Kansas City is known for many things, from fountains to barbecue to the World War I Museum. The artistic atmosphere alone brings a many people into the city. While the very thought of baseball is forcing KC citizens into an uninviting mood, music may just be the one thing they will always have to ease their pain.
This point was made very clear at UMKC Jazz Night this past Thursday. Presented by the Conservatory Artist Series, the event consisted of a variety of ensembles representing the totality of jazz studies at the conservatory. Students and community members gathered into the Folly Theatre to watch as Dan Thomas and Bobby Watson directed a show that would lead to a standing ovation. Thomas and Watson both even directed a few of their own pieces, dancing and marching as the audience continuously expressed their admiration.
“We encourage all to find their unique creative voice in the music,” said Thomas. “The Folly show has proven to be a spring semester highlight during Jazz Appreciation Month for audience and performer alike.”

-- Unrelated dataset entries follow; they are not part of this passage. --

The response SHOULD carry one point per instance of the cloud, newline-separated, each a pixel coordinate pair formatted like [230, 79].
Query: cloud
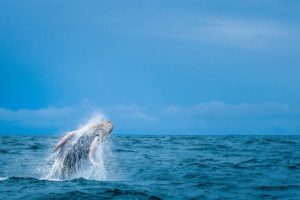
[245, 33]
[221, 109]
[60, 119]
[220, 117]
[214, 117]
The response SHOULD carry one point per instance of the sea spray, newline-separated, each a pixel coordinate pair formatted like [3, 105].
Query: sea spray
[73, 159]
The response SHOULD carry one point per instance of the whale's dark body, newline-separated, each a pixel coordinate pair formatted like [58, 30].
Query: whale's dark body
[73, 156]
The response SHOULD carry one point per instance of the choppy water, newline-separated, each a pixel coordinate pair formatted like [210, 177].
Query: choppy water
[161, 167]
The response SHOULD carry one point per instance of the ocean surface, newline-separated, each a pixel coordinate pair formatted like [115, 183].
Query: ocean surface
[159, 167]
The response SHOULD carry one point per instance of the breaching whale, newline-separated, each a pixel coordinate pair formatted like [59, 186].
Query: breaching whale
[76, 150]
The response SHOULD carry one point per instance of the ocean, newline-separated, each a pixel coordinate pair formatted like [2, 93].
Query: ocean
[159, 167]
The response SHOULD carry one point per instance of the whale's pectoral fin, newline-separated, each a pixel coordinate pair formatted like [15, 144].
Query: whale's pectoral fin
[63, 141]
[93, 150]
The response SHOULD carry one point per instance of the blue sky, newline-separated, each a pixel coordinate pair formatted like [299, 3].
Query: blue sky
[153, 67]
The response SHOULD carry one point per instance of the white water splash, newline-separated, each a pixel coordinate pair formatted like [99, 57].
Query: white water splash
[72, 160]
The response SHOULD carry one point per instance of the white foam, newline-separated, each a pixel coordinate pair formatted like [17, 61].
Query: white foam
[86, 170]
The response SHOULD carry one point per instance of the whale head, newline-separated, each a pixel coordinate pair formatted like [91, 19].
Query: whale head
[104, 126]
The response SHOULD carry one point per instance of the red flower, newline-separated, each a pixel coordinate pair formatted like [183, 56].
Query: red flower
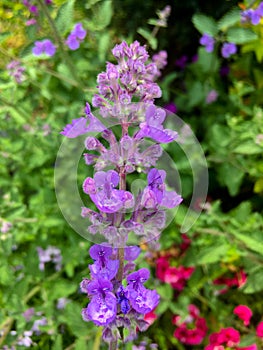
[259, 330]
[244, 313]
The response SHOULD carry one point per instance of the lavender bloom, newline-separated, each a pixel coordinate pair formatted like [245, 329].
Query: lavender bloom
[171, 107]
[102, 192]
[142, 300]
[6, 226]
[122, 299]
[153, 127]
[77, 35]
[28, 314]
[41, 322]
[102, 308]
[208, 41]
[16, 71]
[103, 267]
[155, 192]
[252, 15]
[51, 254]
[79, 126]
[25, 339]
[211, 96]
[228, 49]
[44, 47]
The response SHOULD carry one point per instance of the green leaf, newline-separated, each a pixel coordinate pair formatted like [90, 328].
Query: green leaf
[240, 35]
[231, 177]
[63, 288]
[64, 17]
[152, 41]
[205, 24]
[207, 255]
[229, 19]
[250, 242]
[248, 147]
[102, 14]
[254, 282]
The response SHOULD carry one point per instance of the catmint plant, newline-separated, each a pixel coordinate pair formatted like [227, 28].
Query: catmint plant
[118, 296]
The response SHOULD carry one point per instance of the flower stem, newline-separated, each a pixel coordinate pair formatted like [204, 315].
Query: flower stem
[63, 53]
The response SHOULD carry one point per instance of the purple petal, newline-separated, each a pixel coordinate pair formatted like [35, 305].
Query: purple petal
[138, 277]
[101, 311]
[76, 128]
[145, 300]
[171, 199]
[99, 287]
[97, 251]
[131, 253]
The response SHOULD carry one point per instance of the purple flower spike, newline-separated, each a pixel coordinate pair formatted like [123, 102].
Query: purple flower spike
[136, 279]
[101, 310]
[131, 253]
[77, 35]
[100, 251]
[144, 300]
[153, 127]
[228, 49]
[122, 298]
[208, 41]
[44, 47]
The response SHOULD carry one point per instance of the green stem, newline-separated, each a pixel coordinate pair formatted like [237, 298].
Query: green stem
[63, 53]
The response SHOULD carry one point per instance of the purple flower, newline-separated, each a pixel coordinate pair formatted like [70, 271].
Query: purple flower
[102, 308]
[76, 36]
[102, 192]
[228, 49]
[79, 126]
[155, 192]
[51, 254]
[16, 71]
[131, 253]
[122, 299]
[6, 226]
[103, 267]
[141, 299]
[44, 47]
[28, 314]
[153, 127]
[181, 62]
[171, 107]
[208, 41]
[211, 96]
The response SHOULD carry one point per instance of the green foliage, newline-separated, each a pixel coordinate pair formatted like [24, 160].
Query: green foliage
[205, 24]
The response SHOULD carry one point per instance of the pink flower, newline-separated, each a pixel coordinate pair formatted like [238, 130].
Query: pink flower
[230, 336]
[193, 335]
[244, 313]
[250, 347]
[150, 317]
[259, 330]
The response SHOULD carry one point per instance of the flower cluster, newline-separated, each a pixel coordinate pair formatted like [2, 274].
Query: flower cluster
[73, 41]
[118, 297]
[252, 15]
[16, 71]
[33, 9]
[230, 337]
[131, 80]
[192, 330]
[176, 276]
[76, 36]
[45, 47]
[227, 49]
[238, 280]
[112, 304]
[51, 254]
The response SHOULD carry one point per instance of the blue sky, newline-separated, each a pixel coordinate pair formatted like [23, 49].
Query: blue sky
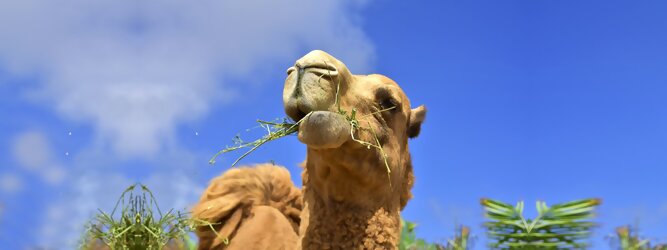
[528, 100]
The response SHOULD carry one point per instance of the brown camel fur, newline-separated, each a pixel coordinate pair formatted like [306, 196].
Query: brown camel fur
[349, 198]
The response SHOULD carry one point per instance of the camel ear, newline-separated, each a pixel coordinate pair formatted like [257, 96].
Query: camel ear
[417, 116]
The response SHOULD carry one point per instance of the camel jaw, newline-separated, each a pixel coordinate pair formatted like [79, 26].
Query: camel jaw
[324, 130]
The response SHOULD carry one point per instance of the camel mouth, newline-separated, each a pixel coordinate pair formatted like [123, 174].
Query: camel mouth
[324, 130]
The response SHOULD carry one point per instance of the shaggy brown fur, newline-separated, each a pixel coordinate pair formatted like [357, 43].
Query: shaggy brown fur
[350, 201]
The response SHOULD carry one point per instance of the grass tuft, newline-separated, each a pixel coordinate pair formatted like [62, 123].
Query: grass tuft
[140, 225]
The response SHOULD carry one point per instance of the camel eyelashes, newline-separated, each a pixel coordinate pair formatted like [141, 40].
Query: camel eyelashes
[386, 101]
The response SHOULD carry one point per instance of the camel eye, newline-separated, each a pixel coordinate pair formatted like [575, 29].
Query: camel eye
[388, 103]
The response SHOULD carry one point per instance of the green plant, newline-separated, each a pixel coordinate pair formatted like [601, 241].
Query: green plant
[627, 238]
[561, 226]
[141, 225]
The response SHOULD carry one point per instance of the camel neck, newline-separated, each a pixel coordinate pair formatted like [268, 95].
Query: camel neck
[337, 225]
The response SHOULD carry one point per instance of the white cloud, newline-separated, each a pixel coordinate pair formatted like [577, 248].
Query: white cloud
[33, 151]
[137, 69]
[10, 183]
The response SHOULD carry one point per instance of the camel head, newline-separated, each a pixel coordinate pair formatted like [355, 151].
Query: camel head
[339, 166]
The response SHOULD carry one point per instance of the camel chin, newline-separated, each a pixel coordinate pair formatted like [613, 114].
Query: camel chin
[324, 130]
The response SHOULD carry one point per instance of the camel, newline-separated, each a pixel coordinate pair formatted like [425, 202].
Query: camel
[351, 195]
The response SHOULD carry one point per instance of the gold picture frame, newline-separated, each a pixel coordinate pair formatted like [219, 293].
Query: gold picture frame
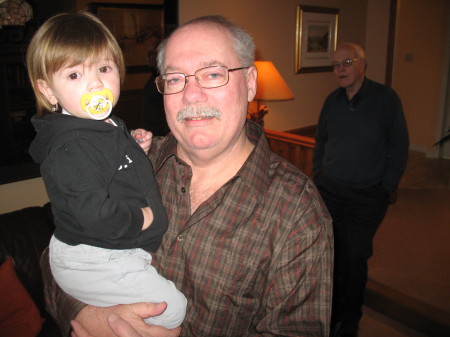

There was no way to tell which pieces the audience favored. The Conservatory’s bands, the World Percussion Ensemble, Jazz Bass Ensemble, and Jazz Guitar Ensemble all moved the audience in different ways toward feelings of joy and appreciation. Each soloist was effortlessly able to perform in a way that had great impact on the audience. This was all possibly because they’ve learned from some of the best. Bobby Watson has had the music career many can only dream of. Coming back to Kansas City to continue teaching a little over 15 years ago, he praised Thomas for his encouragement and help.
“All of us need help,” he said. “That’s what this jazz thing is about, and it’s wonderful to see it grow. He has magnificent skills in recruitment and walking hesitant students off the ledge. Where most people would give up, Dan says ‘no no, let me talk to you.’”
While the performances were great, they were just what the audience should have expected, being in Kansas City. Everyone walking out of the theatre that night was thinking the same thing: the show was not Kansas City leaving its mark, but confirming its legacy. Though New Orleans may be the birthplace of jazz, Kansas City definitely helped raise it.